Serinus Energy Inc. Announces Production Results for the Month and Year Ended December 2013; Provides Capital Expenditure Guidance for the Fiscal 2014
Average production during the month of December 2013 was an estimated 4,986 boe/d, 61% higher than the 3,102 boe/d of net production during the same month in 2012. Ukraine working interest ("WI") production increased to an average of 21.1 million cubic feet per day ("MMcf/d") and 110 barrels per day ("bpd") of condensate (3,626 boe/d) in December 2013, up 17% from production levels for the same month in 2012 and 140% when compared to production levels for the equivalent period in 2011. Tunisia WI production, which was acquired in late June 2013, averaged 1,026 barrels of oil per day ("bopd") and 2.0 MMcf/d (1,360 boe/d) in December 2013.
The company expects its 2014 capital expenditure budget will exceed USD 55 million.

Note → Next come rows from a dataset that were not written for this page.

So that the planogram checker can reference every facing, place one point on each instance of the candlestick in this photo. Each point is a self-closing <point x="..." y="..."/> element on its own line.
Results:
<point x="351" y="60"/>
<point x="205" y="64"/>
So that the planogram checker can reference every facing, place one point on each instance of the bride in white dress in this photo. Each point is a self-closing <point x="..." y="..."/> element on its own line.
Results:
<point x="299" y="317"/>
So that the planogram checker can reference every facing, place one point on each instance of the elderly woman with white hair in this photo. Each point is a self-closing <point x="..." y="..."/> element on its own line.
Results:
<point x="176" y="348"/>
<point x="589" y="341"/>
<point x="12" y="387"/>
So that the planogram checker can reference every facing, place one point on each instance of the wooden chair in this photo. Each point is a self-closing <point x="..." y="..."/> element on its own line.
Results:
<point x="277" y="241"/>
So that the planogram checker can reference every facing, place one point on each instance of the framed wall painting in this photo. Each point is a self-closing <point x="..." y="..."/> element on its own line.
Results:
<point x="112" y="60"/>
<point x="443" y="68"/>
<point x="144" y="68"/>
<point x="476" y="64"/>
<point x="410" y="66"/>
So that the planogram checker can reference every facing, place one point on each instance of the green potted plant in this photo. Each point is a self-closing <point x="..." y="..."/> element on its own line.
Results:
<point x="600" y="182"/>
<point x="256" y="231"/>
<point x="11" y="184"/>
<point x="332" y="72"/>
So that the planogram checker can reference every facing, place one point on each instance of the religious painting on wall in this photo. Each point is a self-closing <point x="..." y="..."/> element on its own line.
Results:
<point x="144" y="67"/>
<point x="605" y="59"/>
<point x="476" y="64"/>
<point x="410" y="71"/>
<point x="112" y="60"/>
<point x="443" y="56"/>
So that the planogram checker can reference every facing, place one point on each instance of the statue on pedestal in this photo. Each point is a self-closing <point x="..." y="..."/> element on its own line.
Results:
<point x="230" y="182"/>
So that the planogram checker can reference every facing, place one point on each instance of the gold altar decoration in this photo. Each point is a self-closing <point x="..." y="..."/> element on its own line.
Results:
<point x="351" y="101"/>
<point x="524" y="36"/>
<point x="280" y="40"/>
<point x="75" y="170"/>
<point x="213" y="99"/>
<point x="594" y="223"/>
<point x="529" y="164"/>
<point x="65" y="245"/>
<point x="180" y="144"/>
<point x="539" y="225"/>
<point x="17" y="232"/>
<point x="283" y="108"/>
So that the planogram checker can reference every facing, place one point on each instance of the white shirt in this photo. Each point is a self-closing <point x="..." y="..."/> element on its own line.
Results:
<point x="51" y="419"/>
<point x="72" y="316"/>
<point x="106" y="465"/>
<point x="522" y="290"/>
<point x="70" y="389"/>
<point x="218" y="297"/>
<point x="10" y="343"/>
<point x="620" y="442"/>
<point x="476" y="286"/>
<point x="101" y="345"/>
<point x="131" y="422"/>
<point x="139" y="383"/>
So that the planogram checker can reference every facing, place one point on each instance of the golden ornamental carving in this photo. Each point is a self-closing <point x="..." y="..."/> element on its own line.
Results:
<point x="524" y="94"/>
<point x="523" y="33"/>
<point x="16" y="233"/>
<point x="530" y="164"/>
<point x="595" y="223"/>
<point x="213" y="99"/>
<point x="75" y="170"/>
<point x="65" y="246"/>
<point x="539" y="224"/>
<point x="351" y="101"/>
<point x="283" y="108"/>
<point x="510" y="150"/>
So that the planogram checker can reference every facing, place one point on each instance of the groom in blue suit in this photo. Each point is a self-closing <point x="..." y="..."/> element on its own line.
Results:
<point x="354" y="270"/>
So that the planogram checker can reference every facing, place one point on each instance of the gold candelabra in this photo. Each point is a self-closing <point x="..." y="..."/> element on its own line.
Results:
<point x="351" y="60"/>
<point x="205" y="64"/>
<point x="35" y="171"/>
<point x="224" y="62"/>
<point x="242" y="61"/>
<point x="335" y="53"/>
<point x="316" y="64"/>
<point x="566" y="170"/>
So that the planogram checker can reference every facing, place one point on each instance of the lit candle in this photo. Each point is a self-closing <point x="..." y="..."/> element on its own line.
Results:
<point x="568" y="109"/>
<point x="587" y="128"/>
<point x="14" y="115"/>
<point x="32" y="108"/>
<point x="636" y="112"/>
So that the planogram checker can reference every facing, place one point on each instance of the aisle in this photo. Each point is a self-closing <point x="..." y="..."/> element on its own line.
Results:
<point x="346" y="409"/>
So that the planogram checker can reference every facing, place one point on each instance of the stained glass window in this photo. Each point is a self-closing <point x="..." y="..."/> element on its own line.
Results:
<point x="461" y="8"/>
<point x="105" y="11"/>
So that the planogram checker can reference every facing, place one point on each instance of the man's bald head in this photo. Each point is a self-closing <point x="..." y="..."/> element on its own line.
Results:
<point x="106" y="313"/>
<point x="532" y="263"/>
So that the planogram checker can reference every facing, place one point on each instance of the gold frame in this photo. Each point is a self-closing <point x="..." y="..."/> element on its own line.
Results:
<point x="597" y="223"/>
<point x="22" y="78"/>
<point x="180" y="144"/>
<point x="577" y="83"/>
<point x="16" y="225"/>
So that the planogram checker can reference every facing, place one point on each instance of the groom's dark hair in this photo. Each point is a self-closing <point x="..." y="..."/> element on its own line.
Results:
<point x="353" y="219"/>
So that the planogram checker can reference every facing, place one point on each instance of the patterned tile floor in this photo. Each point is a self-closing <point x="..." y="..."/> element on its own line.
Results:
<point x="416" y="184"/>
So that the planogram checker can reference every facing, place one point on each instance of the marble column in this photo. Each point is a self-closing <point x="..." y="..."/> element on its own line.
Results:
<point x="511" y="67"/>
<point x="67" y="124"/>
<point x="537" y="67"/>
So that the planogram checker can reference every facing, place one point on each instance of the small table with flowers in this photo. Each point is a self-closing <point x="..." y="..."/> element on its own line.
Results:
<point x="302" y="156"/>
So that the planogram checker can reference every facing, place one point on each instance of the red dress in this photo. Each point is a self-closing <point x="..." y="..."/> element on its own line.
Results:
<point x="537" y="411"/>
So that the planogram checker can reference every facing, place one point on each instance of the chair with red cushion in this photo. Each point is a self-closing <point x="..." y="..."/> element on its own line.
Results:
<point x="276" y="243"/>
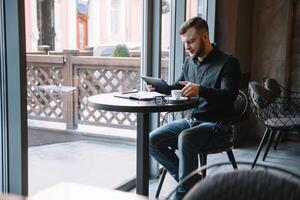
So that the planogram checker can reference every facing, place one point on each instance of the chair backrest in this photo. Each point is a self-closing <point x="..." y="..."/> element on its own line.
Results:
<point x="246" y="185"/>
<point x="272" y="85"/>
<point x="259" y="96"/>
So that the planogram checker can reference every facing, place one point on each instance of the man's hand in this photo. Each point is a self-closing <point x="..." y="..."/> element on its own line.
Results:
<point x="190" y="89"/>
<point x="150" y="88"/>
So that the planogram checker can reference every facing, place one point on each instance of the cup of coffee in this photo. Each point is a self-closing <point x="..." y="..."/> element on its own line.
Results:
<point x="176" y="94"/>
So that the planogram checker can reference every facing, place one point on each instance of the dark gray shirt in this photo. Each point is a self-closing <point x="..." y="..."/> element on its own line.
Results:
<point x="219" y="76"/>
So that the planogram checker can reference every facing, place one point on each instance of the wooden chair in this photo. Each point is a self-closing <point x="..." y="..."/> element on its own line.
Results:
<point x="240" y="107"/>
<point x="262" y="183"/>
<point x="277" y="113"/>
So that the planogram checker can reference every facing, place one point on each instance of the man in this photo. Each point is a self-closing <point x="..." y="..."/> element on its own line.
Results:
<point x="212" y="77"/>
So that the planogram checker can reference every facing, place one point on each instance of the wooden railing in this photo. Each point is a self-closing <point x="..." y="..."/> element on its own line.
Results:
<point x="85" y="76"/>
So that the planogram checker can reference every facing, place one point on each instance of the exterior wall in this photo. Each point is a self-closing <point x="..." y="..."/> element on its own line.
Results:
<point x="269" y="39"/>
<point x="64" y="24"/>
<point x="28" y="24"/>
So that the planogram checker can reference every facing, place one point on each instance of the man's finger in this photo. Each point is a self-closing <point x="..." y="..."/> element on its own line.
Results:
<point x="184" y="82"/>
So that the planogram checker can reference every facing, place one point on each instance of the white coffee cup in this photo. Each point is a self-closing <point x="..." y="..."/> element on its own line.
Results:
<point x="176" y="94"/>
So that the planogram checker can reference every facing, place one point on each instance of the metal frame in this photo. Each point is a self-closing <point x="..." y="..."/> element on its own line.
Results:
<point x="13" y="98"/>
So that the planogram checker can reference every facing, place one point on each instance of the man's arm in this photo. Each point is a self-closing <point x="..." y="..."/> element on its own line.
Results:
<point x="230" y="80"/>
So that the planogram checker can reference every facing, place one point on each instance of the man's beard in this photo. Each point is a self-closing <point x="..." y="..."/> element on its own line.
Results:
<point x="200" y="51"/>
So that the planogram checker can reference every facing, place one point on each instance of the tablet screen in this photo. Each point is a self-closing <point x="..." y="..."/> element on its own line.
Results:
<point x="160" y="85"/>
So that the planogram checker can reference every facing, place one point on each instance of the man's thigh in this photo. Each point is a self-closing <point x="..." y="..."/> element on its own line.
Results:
<point x="203" y="135"/>
<point x="167" y="135"/>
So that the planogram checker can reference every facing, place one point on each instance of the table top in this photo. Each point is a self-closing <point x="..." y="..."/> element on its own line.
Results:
<point x="108" y="102"/>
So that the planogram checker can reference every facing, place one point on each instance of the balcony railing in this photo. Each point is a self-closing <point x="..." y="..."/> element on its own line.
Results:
<point x="58" y="87"/>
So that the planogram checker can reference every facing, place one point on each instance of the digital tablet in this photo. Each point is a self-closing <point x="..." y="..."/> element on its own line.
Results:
<point x="160" y="85"/>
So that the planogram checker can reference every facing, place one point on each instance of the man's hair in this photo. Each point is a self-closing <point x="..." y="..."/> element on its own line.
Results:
<point x="195" y="22"/>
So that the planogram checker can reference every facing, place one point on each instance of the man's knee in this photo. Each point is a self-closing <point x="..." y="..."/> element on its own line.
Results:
<point x="184" y="138"/>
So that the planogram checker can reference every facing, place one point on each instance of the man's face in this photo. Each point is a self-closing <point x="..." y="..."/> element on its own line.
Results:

Under the current work plan, this level of capital expenditures will allow Serinus to drill a minimum of 8 gross new wells in Ukraine, Tunisia and Romania. Capital expenditures in Tunisia will be funded through the company's financing arrangements with the European Bank of Reconstruction and Development ("EBRD"). Capital expenditures in Ukraine will be funded by Ukraine cash flow and capital expenditures in Romania will be funded by corporate cash flow.